Airflow Lab-1 – ML with Ramin

Lab Credits: Dhanush Kumar Shankar
Blog Credits: Sai Akhilesh Ande

Note:

Currenlty Airflow (pip install apache-airflow) installation is only supported for Linux based systems(MacOS, Ubuntu, etc.). On Windows, you can install it via WSL2 or use (virtual box/vmware) to install a Linux OS.
However, this specific lab uses Airflow’s Docker image to run Airflow (without any installation). Hence, this specific lab can be run on Windows, MacOS and Linux.
It is important to understand that this lab doesn’t require any virtual environment or installation of packages. We will just just specify all required packages to Docker and it will install them in a container environment. That’s the advantage of Docker.

This lab revolves around two key modules:

Docker: A platform for developing, shipping, and running applications in containers.
Airflow: A platform to programmatically author, schedule, and monitor workflows.

In this lab, we create a machine-learning workflow using Airflow which automates a task of data clustering using K-Means clustering and determining optimal number of clusters with the elbow method.

The workflow involves the following steps:

Load data from a CSV file.
Perform data preprocessing.
Build and save a K-Means clustering model.
Load the saved model and determine the optimal number of clusters based on the elbow method.

Prerequisites

Github Lab-1
Docker Desktop Installed
Basics of Docker - containers and images.

Setting up the lab

Note: If you’d like to save your work files to GitHub, setup your working directory similar to Github Lab-1 and add necessary files to .gitignore. If you just want to run the lab locally, follow the below steps.

Open the local mlops_labs directory using Visual Studio Code(VSC) and open a new terminal(use cmd for windows) inside VSC.
Create a new working directory for this lab(e.g. airflow_lab1).
Move into the working directory using the command cd airflow_lab1 in your terminal.

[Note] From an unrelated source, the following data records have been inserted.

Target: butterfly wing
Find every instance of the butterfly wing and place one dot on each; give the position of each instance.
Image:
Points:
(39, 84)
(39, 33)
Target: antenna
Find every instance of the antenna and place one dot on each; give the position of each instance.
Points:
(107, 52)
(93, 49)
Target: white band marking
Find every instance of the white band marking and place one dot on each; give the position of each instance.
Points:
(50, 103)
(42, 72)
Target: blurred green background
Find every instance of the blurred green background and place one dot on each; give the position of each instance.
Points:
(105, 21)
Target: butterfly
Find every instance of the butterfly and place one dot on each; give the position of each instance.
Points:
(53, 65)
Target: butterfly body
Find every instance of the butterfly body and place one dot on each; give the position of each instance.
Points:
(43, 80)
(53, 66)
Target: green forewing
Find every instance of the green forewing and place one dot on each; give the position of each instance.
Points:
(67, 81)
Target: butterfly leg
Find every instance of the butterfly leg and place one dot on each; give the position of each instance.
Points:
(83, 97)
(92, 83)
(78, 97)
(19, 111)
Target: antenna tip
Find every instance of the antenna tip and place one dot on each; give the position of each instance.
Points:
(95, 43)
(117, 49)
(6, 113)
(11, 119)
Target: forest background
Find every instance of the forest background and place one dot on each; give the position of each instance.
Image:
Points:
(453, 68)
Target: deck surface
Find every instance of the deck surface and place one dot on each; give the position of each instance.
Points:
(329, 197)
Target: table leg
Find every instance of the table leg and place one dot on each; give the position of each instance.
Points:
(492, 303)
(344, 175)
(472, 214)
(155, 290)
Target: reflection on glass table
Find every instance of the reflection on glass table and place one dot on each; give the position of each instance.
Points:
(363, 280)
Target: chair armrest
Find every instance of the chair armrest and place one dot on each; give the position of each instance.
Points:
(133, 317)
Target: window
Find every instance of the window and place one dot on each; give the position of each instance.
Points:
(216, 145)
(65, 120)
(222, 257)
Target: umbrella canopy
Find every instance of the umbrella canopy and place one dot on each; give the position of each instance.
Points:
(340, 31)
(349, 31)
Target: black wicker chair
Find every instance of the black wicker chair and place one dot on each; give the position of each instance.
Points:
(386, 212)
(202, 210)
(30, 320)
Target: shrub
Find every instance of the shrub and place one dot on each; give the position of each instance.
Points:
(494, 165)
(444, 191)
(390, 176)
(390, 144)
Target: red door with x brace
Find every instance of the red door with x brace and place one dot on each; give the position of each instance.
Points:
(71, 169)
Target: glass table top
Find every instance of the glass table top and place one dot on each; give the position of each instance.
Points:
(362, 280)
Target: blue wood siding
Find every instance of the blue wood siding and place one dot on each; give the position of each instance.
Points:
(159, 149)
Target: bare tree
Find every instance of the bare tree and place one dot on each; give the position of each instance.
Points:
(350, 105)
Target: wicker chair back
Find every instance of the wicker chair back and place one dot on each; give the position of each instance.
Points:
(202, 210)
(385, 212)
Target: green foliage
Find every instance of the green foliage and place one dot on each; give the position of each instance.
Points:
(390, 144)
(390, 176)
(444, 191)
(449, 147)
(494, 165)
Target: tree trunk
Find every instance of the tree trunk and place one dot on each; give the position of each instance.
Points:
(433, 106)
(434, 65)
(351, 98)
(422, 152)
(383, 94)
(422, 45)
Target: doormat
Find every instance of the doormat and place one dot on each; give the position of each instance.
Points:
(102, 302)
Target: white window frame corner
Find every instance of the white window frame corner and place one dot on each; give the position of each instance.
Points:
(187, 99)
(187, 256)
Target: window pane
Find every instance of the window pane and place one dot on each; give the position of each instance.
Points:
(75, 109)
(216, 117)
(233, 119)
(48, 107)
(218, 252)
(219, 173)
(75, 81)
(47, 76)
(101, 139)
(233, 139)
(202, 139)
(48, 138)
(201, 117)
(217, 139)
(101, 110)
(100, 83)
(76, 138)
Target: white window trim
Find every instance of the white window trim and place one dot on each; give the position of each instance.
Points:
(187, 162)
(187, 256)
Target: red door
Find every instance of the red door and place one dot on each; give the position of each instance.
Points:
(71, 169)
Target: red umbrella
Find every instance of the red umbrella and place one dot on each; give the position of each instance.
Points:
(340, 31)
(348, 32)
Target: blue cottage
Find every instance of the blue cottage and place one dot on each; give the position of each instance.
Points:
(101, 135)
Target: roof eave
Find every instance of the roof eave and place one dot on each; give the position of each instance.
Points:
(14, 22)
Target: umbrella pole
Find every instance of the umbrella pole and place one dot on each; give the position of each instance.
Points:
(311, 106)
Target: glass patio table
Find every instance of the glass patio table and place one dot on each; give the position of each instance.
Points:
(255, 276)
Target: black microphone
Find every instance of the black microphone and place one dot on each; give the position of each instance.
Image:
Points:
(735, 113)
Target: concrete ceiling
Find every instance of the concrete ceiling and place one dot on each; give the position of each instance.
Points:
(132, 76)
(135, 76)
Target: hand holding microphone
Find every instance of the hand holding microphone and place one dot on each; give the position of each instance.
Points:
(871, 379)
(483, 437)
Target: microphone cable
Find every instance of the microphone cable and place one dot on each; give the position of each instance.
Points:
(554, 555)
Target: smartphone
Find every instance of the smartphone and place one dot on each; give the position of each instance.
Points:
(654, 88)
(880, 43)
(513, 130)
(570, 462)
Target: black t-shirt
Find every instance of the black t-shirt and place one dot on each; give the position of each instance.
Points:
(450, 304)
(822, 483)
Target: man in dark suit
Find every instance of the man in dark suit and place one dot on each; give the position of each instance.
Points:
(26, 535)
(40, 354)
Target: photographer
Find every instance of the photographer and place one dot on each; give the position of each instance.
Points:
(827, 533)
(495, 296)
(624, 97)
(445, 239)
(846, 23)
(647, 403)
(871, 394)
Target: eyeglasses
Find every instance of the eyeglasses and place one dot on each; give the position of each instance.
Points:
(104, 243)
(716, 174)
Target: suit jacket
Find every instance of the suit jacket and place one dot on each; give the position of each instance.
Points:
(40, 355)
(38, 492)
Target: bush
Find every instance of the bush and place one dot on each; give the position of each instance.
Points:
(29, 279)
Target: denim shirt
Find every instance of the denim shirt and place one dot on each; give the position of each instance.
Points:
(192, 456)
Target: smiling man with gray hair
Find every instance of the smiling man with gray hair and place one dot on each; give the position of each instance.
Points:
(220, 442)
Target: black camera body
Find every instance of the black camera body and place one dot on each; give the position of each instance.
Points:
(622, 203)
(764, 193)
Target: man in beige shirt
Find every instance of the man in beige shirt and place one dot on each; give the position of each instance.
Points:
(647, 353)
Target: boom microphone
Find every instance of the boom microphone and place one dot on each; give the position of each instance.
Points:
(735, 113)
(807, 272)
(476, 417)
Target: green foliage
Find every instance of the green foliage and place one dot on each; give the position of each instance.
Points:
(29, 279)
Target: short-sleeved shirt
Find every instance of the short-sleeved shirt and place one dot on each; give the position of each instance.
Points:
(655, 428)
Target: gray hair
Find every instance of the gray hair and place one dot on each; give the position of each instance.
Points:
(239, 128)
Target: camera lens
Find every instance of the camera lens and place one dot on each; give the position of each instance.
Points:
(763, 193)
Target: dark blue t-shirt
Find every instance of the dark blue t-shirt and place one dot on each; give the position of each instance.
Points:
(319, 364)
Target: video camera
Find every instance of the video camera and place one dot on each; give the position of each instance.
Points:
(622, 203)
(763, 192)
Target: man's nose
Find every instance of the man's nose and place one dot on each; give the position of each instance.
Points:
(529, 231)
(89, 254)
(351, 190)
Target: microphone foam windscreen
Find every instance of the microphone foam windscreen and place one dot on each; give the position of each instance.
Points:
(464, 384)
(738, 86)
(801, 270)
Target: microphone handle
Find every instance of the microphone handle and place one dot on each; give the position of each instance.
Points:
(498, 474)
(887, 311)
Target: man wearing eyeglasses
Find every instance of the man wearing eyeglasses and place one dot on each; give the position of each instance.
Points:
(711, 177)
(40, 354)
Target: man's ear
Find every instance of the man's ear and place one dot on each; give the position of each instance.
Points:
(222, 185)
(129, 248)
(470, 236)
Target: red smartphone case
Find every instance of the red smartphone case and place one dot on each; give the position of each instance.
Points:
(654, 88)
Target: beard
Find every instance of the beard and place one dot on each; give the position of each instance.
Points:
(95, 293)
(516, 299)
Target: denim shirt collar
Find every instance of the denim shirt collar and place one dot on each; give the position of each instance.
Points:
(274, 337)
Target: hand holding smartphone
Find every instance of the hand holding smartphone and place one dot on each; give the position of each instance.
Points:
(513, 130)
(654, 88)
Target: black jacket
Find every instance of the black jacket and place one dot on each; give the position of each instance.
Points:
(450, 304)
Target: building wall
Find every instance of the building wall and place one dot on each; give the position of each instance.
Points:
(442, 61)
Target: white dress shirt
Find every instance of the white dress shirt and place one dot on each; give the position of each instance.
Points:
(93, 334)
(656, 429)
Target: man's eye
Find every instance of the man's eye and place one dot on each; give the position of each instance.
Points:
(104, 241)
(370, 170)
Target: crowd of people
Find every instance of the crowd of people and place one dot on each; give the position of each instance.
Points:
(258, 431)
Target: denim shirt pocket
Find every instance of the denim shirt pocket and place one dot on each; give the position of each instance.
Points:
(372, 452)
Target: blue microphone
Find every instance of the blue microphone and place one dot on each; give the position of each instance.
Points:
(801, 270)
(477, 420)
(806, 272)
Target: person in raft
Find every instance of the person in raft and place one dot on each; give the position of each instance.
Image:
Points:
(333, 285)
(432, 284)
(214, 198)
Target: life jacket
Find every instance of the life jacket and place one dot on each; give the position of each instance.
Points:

Getting the necessary files

Get the required files for this lab from the MLOps repo.

GitHub link

Project Structure:

    mlops_labs/
    └── airflow_lab1/
        └── dags/
            ├── data/
            │   ├── file.csv  
            │   └── test.csv
            ├── model/        
            ├── src/
            │   ├── __init__.py
            │   └── lab.py
            └── airflow.py

Airflow

We use Airflow to author workflows as directed acyclic graphs (DAGs) of tasks. The Airflow scheduler executes your tasks on an array of workers while following the specified dependencies.

References:

Prerequisites:

Local
- Docker Desktop Running
Cloud
- Linux VM
- SSH Connection
- Installed Docker Engine - Install using the convenience script

You should allocate at least 4GB memory for the Docker Engine (ideally 8GB).

Running an Apache Airflow DAG Pipeline in Docker

This guide provides detailed steps to set up and run an Apache Airflow Directed Acyclic Graph (DAG) pipeline within a Docker container using Docker Compose. The pipeline is named Airflow_Lab1”.

Make sure Docker Desktop is up and running.
In this lab, we will run Airflow inside Docker. Hence, this lab doesn’t have a requirements.txt file.

You can check if you have enough memory by running this command (optional).

 docker run --rm "debian:bullseye-slim" bash -c 'numfmt --to iec $(echo $(($(getconf _PHYS_PAGES) * $(getconf PAGE_SIZE))))'

Fetch docker-compose.yaml.

 # mac and linux users 
 curl -LfO 'https://airflow.apache.org/docs/apache-airflow/2.9.2/docker-compose.yaml'

 # windows users 
 curl -o docker-compose.yaml https://airflow.apache.org/docs/apache-airflow/2.9.2/docker-compose.yaml

Create required directories.

 # mac and linux users
 mkdir -p ./dags ./logs ./plugins ./config
    
 # windows users (if using cmd)
 mkdir dags logs plugins config

 # windows users (if using powershell)
 mkdir dags, logs, plugins, config

Setting the right Airflow user. This will create a .env file.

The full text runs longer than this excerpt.